Female obesity is associated with insulin resistance, hyperandrogenemia, and reproductive dysfunction. We hypothesized that elevated free fatty acids (FFAs) might directly modulate pituitary gonadotropin production. FFAs caused a time- and dose-dependent increase in phosphorylation of the MAPKs p38MAPK, c-Jun N-terminal kinase (JNK)-1/2, and ERK1/2 in LβT2 gonadotrope cells. Furthermore, FFAs up-regulated Lhb mRNA expression acutely, an effect that was blocked by JNK inhibition, but suppressed Fshb mRNA expression, an effect that was independent of MAPK signaling. FFAs enhanced the activation of the MAPKs in the presence of GnRH, although the cotreatment did not alter Lhb induction but did eliminate the GnRH induction of Fshb. FFAs also suppressed activin-induced Fshb expression. Knockdown experiments showed that the FFA effect on the inflammatory kinases p38MAPK and JNK and on Lhb, but not Fshb, mRNA expression is mediated via toll-like receptor-2 and toll-like receptor-4 and was mimicked by lipopolysaccharide stimulation. In vivo, male C57BL/6 mice on a high-fat diet showed reduced FSH levels consistent with the suppression of Fshb seen in vitro.
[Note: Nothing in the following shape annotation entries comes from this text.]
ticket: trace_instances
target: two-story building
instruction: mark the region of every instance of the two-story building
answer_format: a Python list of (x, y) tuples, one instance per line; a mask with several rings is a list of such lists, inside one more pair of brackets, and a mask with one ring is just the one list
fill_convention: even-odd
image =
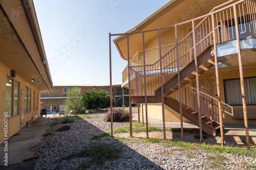
[[(98, 92), (106, 91), (109, 92), (110, 85), (61, 85), (53, 86), (53, 91), (52, 92), (45, 92), (41, 93), (41, 102), (43, 103), (42, 109), (50, 109), (54, 110), (54, 108), (59, 109), (59, 106), (65, 104), (65, 100), (67, 100), (67, 95), (70, 91), (71, 88), (76, 87), (81, 89), (81, 94), (84, 94), (85, 92), (91, 92), (95, 91)], [(123, 104), (127, 105), (128, 90), (124, 89), (124, 96), (122, 98), (123, 91), (121, 85), (114, 85), (112, 86), (113, 96), (115, 99), (116, 107), (121, 107)], [(51, 109), (51, 107), (52, 109)]]
[(191, 122), (211, 135), (222, 121), (256, 124), (255, 5), (172, 0), (111, 34), (129, 61), (122, 86), (131, 102), (145, 104), (149, 117)]

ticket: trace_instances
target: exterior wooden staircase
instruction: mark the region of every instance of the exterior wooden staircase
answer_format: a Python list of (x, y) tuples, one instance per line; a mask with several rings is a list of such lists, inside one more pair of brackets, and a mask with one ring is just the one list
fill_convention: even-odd
[[(180, 112), (180, 102), (178, 100), (169, 97), (165, 98), (164, 100), (164, 104), (166, 106), (168, 106), (178, 113)], [(182, 107), (182, 115), (199, 127), (198, 111), (190, 107), (187, 107), (182, 103), (181, 103), (181, 105)], [(202, 115), (201, 120), (202, 130), (209, 135), (215, 136), (216, 135), (216, 130), (220, 128), (220, 124), (205, 115)]]

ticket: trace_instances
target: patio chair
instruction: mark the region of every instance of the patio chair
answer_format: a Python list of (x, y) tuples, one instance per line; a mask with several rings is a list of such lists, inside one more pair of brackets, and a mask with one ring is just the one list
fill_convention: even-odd
[(42, 117), (42, 115), (44, 115), (44, 114), (45, 114), (46, 117), (47, 117), (47, 112), (46, 111), (46, 109), (41, 110), (41, 117)]

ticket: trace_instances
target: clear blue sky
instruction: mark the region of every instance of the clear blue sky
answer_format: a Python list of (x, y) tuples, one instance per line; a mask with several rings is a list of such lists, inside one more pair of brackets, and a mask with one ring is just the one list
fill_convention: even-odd
[[(134, 28), (169, 0), (34, 0), (53, 84), (109, 84), (109, 33)], [(113, 42), (113, 41), (112, 41)], [(113, 83), (127, 61), (112, 43)]]

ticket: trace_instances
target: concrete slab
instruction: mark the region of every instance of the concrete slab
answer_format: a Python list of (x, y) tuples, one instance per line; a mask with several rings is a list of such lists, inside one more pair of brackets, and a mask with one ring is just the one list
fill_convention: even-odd
[[(50, 123), (49, 123), (50, 122)], [(51, 119), (42, 117), (37, 119), (32, 124), (45, 125), (40, 126), (24, 127), (18, 132), (20, 135), (11, 137), (8, 141), (8, 165), (22, 162), (23, 159), (34, 156), (34, 152), (30, 151), (28, 148), (37, 144), (40, 141), (42, 134), (45, 130), (50, 128)], [(6, 152), (4, 151), (4, 143), (0, 145), (0, 157), (3, 158)], [(4, 165), (3, 160), (0, 161), (0, 165)]]
[[(140, 117), (142, 122), (141, 114)], [(144, 117), (145, 124), (145, 117)], [(163, 128), (163, 122), (150, 117), (148, 118), (148, 123), (151, 126), (158, 128)], [(138, 113), (133, 113), (133, 120), (138, 121)], [(246, 146), (245, 130), (243, 124), (224, 124), (224, 140), (226, 145)], [(256, 125), (249, 125), (249, 135), (250, 136), (250, 143), (256, 144)], [(166, 122), (165, 127), (169, 128), (180, 128), (180, 122)], [(199, 128), (190, 123), (183, 123), (184, 137), (186, 140), (190, 141), (199, 141), (199, 139), (195, 139), (194, 136), (199, 134)], [(134, 133), (135, 138), (145, 138), (146, 133), (144, 132)], [(168, 139), (181, 140), (180, 132), (167, 132), (166, 133), (166, 138)], [(129, 133), (119, 134), (115, 137), (130, 136)], [(204, 142), (214, 144), (221, 144), (221, 138), (220, 131), (217, 131), (216, 136), (209, 136), (208, 138), (205, 139)], [(154, 132), (148, 133), (150, 138), (163, 138), (162, 132)]]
Histological analysis of the testes showed an increased number of abnormal seminiferous tubules. Female mice on a high-fat diet lacked the expected proestrus LH and FSH surge and exhibited an increase in the number of days at estrus and a reduced number of days at proestrus, and ovaries had significantly fewer corpora lutea. Taken together, our findings suggest that lipid excess can lead to reproductive defects in both male and female mice.